Given the two cross-sections
C_1,C_2Place each
C_iinto a global reference frame with coordinate system(x,y)so that the way they are relatively situated makes sense. Split eachC_iinto an upper and lower curveU_iandL_i. The idea is going to be that you will want to continuously deform curveU_1toU_2andL_1toL_2. (Note you can extend this method to split eachC_iintomcurves if you wish.)The way to do this is as follows. For each
T_i = U_i, or L_isamplenpoints, and determine the interpolating polynomialP{T_i}(x). As some one duly noted below, interpolating polynomials are susceptible to oscillation especially at the endpoints. Instead of the interpolating polynomial, one may instead use the least squares fit polynomial which would be much more robust. Then define the deformation of the polynomialP{U_1}(x) = a_0 + a_1 * x + ... + a_n * x^ntoP{U_2}(x) = b_0 + b_1 * x + ... + b_n * x^nasQ{P{U_1},P{U_2}}(x, t) = ( t * a_0 + (1 - t ) b_0 ) + ... + (t * a_n + (1-t) * b_n ) * x^nwhere the deformationQis defined over0<=t<=1wheretdefines at which point the deformation is at (i.e. att=0we are atU_2and att=1we are atU_1and at every othertwe are at some continuous deformation of the two.)The exact same follows for
Q{P{L_1},P{L_2}}(x, t).
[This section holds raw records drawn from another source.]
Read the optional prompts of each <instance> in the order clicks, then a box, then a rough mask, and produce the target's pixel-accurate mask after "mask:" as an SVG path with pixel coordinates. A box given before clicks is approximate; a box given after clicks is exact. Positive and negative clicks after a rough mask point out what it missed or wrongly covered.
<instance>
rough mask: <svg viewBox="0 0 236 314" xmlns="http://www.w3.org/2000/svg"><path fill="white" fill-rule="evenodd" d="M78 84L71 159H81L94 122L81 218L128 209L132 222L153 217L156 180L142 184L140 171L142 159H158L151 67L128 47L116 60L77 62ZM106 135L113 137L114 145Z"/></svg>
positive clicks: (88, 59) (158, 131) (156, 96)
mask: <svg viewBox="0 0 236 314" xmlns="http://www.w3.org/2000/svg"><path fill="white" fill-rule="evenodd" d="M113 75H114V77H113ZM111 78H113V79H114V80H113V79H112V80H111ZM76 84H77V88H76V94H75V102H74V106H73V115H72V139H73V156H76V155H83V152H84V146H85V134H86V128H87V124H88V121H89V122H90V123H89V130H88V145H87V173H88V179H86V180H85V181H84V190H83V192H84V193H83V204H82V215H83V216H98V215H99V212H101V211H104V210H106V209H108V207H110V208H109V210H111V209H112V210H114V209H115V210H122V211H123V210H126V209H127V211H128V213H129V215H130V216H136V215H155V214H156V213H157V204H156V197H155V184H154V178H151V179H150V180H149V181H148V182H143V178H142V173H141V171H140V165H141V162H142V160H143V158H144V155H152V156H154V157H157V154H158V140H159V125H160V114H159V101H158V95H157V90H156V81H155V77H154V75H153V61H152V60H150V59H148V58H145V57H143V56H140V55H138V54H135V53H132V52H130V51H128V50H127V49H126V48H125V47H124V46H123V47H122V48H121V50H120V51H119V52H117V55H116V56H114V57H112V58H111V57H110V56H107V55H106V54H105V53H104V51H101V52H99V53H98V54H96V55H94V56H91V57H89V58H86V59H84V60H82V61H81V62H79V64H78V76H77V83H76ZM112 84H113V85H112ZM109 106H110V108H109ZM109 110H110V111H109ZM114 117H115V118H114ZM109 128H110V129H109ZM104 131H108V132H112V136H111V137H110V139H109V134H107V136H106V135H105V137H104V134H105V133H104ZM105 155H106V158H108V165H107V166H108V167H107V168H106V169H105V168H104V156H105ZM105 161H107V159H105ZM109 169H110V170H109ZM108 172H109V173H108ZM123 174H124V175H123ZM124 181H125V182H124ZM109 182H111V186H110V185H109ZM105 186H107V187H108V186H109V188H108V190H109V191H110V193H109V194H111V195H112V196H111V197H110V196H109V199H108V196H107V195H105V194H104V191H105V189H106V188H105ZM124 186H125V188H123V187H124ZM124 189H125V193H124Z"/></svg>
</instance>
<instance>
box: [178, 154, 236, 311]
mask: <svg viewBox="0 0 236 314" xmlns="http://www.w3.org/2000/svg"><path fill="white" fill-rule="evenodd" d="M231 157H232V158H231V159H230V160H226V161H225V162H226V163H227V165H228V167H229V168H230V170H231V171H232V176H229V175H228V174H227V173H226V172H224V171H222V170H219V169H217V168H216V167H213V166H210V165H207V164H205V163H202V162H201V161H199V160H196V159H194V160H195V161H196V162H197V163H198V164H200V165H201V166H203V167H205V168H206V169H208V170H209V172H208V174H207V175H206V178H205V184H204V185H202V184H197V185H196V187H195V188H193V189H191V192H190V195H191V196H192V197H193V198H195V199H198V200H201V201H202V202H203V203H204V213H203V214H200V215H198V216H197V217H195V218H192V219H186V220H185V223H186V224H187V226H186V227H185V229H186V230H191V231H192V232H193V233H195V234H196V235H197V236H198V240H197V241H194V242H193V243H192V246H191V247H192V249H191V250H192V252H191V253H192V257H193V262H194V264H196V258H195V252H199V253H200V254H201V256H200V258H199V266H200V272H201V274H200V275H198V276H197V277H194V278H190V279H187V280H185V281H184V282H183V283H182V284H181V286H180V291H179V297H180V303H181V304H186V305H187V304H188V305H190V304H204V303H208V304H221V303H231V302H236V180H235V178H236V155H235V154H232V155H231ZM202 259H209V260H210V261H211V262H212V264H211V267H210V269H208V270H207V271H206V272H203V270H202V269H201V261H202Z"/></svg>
These two deformations construct you a continuous representation between the two cross-sections which you can sample at anyt.Note all this is really doing is linearly interpolation the coefficients of the interpolation polynomials of the two pieces of both cross-sections. Note also when spliting the cross-sections you should probably put the constraint that they must be split at end points that match up otherwise you may have "holes" in your deformation.
I hope thats clear.
edit: addressed the issue of oscillation in interpolating polynomials.